Das Gericht erklärte, dass die Regelungen zur Restschuldbefreiung oder zum Schuldnerverzeichnis spezifisch für die jeweilige Rechtsmaterie und deren Zwecke geschaffen wurden und daher nicht mit der vorliegenden Frage der SCHUFA-Speicherung vergleichbar sind.

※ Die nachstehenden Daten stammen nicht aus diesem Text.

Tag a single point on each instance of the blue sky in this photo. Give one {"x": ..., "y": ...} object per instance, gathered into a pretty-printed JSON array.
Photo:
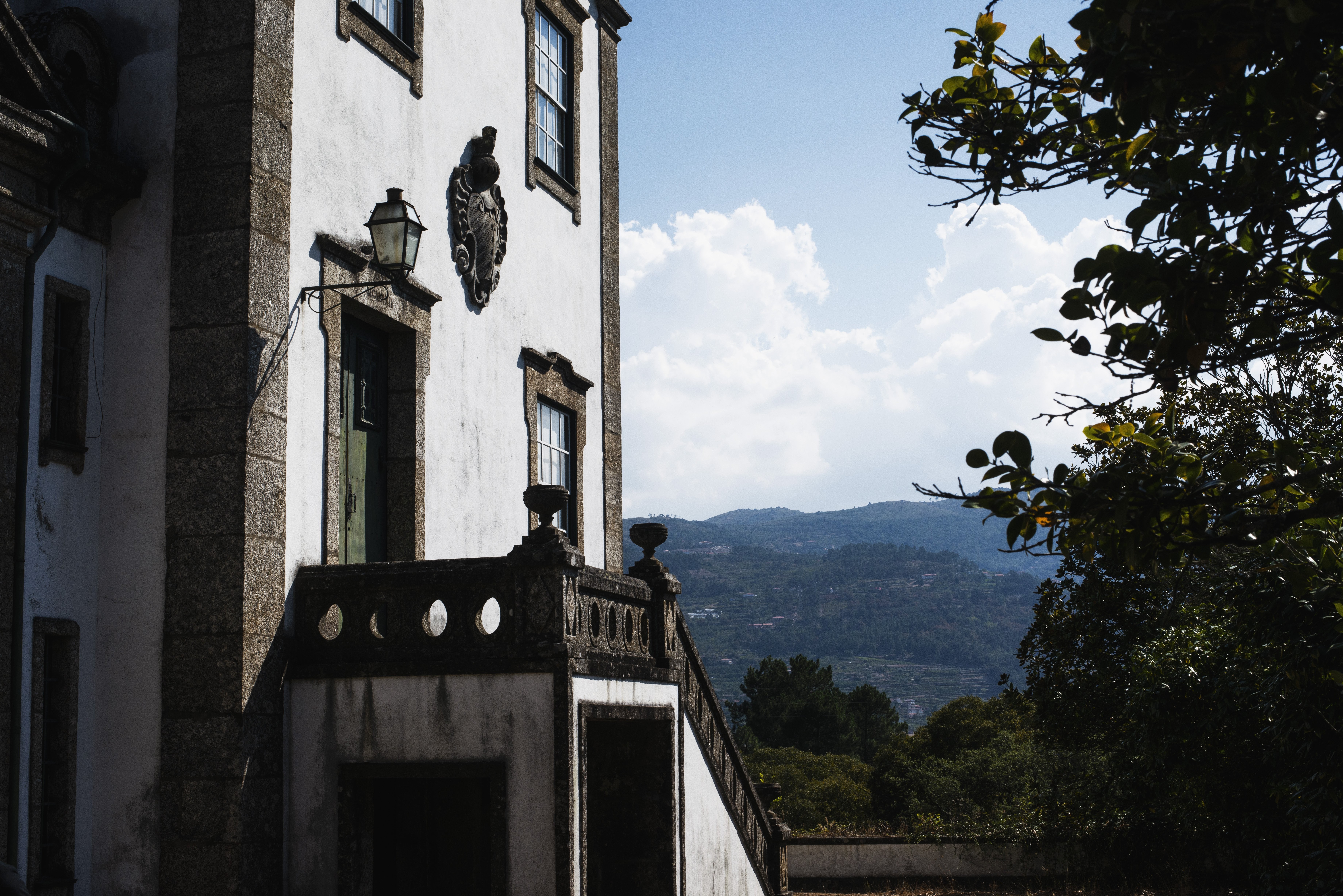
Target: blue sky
[{"x": 788, "y": 327}]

4. Fehlende konkrete Nachteile der Klägerin
Schließlich stellte das OLG Hamm fest, dass die Klägerin keine konkreten Nachteile durch den Eintrag nachweisen konnte. Der aktuelle SCHUFA-Score der Klägerin lag in einem guten Bereich, was darauf hindeutete, dass ihre Bonität insgesamt positiv eingeschätzt wurde. Die Klägerin hatte demnach keine nachvollziehbaren Beeinträchtigungen durch den Eintrag zu belegen, was auch in der Abwägung der Interessen eine Rolle spielte. Das Gericht kam daher zu dem Schluss, dass die Speicherung der getilgten Forderung auch im Hinblick auf die individuelle Lebenssituation der Klägerin gerechtfertigt war.
Was bedeutet dieses Urteil für Betroffene?
Das Urteil des OLG Hamm verdeutlicht, dass die SCHUFA auch nach der Begleichung einer Forderung für einen Zeitraum von bis zu drei Jahren einen entsprechenden Eintrag speichern darf. Für Betroffene bedeutet dies, dass eine frühzeitige Löschung eines SCHUFA-Eintrags in der Regel nicht möglich ist, selbst wenn die Forderung bereits beglichen wurde. Dies gilt insbesondere für Fälle, in denen der Schuldner mehr als zwei Jahre nach der Fälligkeit zahlt und mehrere Mahnungen erhalten hat.
Trotz der beglichenen Forderung und der guten Bonität der Klägerin wurde das berechtigte Interesse der SCHUFA an der fortgesetzten Speicherung als vorrangig angesehen. Diese Entscheidung hat weitreichende Bedeutung, da sie den Umgang mit getilgten Forderungen bei der SCHUFA weiter präzisiert und den bestehenden rechtlichen Rahmen der Bonitätsprüfung unterstreicht.
Betroffene sollten daher im Umgang mit ihrer SCHUFA-Akte auf die Speicherdauer achten und wissen, dass in vielen Fällen die Speicherung auch nach der Begleichung einer Forderung fortbestehen kann.
Fazit
Das Urteil des OLG Hamm stärkt die Position der SCHUFA und bestätigt die Rechtmäßigkeit der dreijährigen Speicherfrist für erledigte Forderungen. Für Verbraucher bedeutet dies, dass sie nach der Begleichung einer Forderung mit einer dreijährigen Speicherung des Eintrags rechnen müssen, insbesondere wenn die Zahlung stark verzögert erfolgte. Das Urteil verdeutlicht die Bedeutung einer differenzierten Betrachtung von Datenschutz und berechtigtem Interesse bei der Speicherung von Daten durch Auskunfteien wie der SCHUFA. Betroffene sollten sich ihrer Rechte bewusst sein und wissen, dass eine frühzeitige Löschung in der Regel nicht zu erwarten ist.